The inference which I consider can be reasonably drawn and which I do draw is that the plaintiff is in no worse position as to the availability of any witness able to give evidence favourable to her, than she was immediately prior to the letter from ICWA of 18 May 2011.
In all of the circumstances of this case I am of the view that the defendant is entitled to maintain the denial of liability the subject of the amended defence.
Complaint that defence contains bare denial
The defendant does not plead facts giving rise to, or in support of, the denial of negligence.
In par 20.0.2 of the Red Book the authors refer to the relevant authorities from which the principles of pleadings having regard to positive case flow management are articulated.
The cases make clear the primary objective, being to ensure that there is no ambush at trial. In this case, as I raised with counsel for the defendant, the consequence of a bare denial for the defendant is that the he will be unlikely to be able to raise a positive answer to the plaintiff's case under the cover of a mere denial. If the defendant is to raise a positive case then it is for the defendant to plead the facts and circumstances which give rise to that positive case.
In my view it is open to the defendant to plead in a way that puts the plaintiff to proof of negligence. There is no merit in my view in the plaintiff's argument to strike out the amended defence on that basis.
Adjournment of trial
Counsel for the plaintiff informed me that in the event that I did not allow the application, the plaintiff would wish to interrogate the defendant with respect to matters relating to the circumstances in which, on the plaintiff's case, the bus lurched forward and stopped suddenly.
In addition, counsel said that the plaintiff may wish to file a reply in which issues of election, waiver and/or estoppel may be raised. By dismissing this application I have not made any determination as to whether these issues are arguable. Those matters were not raised in argument before me. They may be arguable: see, for example, Commonwealth v Verwayen (1990) 95 ALR 321.
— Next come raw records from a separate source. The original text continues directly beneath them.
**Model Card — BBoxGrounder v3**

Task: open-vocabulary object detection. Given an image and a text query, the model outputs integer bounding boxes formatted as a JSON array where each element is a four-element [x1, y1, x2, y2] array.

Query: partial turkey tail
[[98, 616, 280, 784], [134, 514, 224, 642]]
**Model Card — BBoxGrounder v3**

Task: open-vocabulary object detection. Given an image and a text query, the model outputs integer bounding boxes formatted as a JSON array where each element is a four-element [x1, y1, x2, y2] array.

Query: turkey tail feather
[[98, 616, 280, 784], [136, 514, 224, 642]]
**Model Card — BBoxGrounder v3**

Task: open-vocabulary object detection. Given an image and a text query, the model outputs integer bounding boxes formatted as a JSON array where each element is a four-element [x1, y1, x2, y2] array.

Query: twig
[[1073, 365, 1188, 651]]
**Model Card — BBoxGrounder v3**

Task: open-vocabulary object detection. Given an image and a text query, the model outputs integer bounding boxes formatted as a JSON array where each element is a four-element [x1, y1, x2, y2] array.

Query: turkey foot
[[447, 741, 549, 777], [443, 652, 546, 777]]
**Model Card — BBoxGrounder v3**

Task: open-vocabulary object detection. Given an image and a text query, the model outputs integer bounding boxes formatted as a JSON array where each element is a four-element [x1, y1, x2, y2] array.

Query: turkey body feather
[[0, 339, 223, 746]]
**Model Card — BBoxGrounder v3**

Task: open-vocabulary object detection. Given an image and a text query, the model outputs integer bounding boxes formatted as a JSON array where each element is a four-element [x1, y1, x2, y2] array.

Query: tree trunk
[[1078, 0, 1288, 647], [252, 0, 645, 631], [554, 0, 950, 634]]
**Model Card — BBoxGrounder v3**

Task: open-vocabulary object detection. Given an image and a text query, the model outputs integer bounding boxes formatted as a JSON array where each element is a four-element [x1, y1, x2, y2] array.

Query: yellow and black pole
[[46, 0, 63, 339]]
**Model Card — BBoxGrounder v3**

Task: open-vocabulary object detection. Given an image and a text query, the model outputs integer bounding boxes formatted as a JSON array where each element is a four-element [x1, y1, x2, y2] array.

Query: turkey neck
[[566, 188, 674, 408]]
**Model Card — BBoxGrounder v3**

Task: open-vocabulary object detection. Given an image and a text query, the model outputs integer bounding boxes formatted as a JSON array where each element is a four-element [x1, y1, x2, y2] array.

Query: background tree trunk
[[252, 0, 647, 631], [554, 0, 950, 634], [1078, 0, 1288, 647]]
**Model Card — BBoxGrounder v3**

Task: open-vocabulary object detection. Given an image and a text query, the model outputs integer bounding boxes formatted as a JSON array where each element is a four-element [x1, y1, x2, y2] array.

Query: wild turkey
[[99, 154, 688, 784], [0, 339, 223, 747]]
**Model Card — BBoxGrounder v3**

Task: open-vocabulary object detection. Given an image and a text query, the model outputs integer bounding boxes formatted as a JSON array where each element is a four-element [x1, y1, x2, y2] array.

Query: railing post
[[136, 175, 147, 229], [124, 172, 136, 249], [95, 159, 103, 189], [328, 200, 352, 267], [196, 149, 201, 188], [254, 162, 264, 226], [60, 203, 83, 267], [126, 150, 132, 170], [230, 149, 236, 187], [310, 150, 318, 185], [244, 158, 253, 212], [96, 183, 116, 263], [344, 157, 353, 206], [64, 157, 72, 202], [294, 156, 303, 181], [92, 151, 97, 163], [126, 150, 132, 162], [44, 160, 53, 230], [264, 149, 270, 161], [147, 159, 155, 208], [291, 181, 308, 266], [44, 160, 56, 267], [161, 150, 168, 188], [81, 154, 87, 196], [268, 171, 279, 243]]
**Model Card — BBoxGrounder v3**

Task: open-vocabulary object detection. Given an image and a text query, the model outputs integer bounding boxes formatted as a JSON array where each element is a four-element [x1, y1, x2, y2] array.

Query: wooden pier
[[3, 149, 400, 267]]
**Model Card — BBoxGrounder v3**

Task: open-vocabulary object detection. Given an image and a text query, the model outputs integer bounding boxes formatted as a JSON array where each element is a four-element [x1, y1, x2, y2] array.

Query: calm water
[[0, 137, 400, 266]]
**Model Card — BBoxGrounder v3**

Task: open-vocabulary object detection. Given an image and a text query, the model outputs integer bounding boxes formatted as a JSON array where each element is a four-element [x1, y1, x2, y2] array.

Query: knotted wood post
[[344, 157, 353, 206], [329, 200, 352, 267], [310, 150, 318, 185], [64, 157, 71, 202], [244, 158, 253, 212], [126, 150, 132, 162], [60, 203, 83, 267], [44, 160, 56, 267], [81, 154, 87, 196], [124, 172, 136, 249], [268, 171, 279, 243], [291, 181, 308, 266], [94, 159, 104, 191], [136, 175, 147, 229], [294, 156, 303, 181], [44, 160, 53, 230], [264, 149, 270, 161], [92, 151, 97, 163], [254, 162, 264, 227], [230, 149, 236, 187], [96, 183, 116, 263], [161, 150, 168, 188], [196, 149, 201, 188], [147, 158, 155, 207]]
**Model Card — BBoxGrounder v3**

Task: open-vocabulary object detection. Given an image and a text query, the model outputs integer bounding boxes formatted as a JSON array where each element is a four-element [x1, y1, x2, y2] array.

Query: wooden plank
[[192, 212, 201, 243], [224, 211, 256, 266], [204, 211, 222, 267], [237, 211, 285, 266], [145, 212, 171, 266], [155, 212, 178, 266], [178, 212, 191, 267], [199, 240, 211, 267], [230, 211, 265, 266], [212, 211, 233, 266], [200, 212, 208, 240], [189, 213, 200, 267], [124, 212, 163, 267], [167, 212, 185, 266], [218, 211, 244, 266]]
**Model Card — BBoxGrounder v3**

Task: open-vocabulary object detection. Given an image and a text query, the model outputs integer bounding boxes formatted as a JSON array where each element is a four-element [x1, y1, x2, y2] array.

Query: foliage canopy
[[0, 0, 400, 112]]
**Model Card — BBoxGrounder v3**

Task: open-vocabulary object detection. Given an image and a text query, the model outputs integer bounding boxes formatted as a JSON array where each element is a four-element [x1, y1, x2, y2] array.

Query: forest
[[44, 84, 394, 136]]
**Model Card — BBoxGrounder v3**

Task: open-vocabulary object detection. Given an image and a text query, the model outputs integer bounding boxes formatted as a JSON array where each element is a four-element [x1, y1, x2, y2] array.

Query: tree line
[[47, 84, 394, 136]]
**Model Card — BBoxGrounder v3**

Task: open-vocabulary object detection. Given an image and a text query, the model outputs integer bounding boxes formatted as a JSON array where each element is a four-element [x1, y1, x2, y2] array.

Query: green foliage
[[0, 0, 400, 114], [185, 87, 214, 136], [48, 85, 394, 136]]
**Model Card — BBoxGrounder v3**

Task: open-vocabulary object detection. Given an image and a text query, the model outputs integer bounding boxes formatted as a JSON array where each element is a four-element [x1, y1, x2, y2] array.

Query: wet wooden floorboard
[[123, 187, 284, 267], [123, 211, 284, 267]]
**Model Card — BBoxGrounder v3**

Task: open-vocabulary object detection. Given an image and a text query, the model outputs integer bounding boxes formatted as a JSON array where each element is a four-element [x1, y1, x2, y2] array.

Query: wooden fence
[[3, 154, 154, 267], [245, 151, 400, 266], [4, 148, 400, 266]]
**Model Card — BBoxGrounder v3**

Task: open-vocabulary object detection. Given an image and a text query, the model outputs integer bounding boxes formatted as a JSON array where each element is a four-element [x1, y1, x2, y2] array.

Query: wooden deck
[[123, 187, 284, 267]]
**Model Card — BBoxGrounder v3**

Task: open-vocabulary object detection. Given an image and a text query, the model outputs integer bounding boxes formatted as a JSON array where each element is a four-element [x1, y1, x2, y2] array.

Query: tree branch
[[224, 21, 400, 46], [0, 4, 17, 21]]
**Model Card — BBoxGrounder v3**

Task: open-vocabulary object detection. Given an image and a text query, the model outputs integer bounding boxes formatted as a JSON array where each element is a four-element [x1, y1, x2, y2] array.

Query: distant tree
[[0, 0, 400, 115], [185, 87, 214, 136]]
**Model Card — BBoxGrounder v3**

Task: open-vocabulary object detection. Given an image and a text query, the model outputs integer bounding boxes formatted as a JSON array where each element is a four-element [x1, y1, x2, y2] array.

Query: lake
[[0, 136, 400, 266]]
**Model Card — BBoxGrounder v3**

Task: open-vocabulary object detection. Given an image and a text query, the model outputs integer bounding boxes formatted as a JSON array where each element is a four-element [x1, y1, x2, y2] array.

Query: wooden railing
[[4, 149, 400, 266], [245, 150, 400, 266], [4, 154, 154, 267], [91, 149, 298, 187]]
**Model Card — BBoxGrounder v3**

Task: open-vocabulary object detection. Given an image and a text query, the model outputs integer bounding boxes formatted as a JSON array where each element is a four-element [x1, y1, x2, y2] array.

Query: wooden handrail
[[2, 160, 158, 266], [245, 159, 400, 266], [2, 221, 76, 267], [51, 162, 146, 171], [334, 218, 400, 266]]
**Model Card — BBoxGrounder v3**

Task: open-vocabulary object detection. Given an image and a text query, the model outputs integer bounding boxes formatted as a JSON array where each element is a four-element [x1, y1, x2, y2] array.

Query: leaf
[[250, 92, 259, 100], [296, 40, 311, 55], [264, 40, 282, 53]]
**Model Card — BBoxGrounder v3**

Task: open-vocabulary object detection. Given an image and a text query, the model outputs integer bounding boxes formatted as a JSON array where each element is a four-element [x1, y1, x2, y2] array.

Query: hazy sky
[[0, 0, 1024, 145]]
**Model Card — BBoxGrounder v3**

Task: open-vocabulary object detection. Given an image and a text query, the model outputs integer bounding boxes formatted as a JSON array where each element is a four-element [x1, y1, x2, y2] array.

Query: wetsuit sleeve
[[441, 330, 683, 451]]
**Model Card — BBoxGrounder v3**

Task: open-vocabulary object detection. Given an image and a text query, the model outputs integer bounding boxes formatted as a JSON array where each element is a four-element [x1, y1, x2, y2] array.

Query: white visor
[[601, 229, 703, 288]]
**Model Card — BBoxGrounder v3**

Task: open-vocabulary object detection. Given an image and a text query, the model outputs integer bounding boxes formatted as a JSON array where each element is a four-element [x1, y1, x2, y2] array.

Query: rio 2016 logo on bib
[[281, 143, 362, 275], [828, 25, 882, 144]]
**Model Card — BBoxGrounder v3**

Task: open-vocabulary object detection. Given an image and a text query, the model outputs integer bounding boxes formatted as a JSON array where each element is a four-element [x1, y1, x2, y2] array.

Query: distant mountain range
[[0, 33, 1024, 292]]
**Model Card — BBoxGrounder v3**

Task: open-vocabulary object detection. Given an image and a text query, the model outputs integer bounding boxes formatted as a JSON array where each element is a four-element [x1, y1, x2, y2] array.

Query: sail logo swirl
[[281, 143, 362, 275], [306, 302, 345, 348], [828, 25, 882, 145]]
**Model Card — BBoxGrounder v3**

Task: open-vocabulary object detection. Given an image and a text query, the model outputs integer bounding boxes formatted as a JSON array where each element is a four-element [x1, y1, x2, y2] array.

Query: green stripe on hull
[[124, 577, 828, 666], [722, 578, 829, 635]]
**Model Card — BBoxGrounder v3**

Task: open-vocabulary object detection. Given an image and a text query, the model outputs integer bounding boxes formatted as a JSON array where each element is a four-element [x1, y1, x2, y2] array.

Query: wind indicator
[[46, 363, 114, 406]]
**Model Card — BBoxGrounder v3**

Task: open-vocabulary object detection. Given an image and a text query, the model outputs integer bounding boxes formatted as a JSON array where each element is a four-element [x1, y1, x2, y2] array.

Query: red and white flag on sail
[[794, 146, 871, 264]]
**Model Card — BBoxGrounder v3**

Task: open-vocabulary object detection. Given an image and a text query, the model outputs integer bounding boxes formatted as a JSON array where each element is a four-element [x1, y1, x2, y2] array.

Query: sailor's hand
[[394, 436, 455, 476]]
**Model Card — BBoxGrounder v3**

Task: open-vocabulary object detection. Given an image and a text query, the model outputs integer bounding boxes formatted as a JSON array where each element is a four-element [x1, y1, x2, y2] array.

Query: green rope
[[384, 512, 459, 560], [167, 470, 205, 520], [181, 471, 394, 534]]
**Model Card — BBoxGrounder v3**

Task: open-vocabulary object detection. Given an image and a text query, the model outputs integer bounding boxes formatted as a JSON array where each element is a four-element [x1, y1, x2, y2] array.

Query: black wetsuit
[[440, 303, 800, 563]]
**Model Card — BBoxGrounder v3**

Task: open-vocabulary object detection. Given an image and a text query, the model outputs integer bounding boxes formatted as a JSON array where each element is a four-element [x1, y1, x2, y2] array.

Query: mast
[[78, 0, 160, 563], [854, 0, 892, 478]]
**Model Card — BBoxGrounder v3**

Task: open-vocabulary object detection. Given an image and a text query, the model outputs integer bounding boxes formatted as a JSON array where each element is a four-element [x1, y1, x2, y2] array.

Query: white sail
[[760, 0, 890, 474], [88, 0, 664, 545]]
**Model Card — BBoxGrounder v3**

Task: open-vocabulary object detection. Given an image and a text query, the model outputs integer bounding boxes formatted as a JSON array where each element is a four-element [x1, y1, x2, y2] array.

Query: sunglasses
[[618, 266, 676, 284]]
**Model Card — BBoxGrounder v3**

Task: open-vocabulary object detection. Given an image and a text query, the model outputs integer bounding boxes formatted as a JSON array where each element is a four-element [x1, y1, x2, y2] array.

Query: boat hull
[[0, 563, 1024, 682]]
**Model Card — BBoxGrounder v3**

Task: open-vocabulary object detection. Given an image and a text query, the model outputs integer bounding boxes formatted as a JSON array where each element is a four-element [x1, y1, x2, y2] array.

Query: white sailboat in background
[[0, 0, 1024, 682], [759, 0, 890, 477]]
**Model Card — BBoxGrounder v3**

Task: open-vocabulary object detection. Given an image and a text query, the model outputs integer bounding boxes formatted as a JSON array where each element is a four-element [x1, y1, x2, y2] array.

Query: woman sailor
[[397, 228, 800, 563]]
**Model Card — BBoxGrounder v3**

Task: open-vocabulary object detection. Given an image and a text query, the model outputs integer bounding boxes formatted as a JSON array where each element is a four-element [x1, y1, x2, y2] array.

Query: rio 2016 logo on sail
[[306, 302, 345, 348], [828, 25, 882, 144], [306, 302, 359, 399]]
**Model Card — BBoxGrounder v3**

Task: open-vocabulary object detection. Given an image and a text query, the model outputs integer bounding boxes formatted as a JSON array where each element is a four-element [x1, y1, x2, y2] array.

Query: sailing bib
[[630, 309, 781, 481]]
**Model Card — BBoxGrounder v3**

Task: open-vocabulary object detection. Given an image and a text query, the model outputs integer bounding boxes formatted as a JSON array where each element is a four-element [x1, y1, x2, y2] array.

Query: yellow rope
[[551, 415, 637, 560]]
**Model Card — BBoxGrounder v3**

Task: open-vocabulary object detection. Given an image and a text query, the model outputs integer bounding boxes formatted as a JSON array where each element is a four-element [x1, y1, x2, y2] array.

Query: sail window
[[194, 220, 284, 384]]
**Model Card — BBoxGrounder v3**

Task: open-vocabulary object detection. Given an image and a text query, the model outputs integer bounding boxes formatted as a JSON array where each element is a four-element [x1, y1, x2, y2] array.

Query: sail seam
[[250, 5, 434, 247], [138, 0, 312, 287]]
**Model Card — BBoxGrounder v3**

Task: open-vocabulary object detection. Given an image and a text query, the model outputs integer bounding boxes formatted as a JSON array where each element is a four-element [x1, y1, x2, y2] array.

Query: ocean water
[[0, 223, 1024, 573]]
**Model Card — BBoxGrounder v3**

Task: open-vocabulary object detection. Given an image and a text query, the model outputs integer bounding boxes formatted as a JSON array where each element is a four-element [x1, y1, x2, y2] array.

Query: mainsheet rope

It is most unsatisfactory that there be an adjournment of a trial listed for late January 2013 in respect to which trial dates were allocated on 10 September 2012.
As I say, the fault lies at the feet of the plaintiff's advisers. Be that as it may, it would not in my view be in the interests of justice for the plaintiff to be required to go to trial when she is not ready to do so.
Whilst principles of case management are important, the fact is that this court is able to list civil trials at relatively short notice.
In balancing the prejudice to the plaintiff and to the defendant by the trial proceeding on the allocated dates, rather than on subsequent dates and taking into account all relevant circumstances in this case, the balance favours the plaintiff.
I will hear the parties as to whether directions ought to be made by me as to any further pleadings and/or interlocutory matters or whether those issues are best left to a registrar on a directions hearing.
The orders I propose making are:
1.There be an extension of time for the filing of this application to 7 December 2012.
2.The plaintiff's application to strike out the amended defence or any part be dismissed.
3.The dates for the trial of this action commencing 21 January 2013 be vacated.
4.The plaintiff pay the defendant's costs of and incidental to this application and any costs thrown away by the adjournment of the trial to be taxed and paid in any event.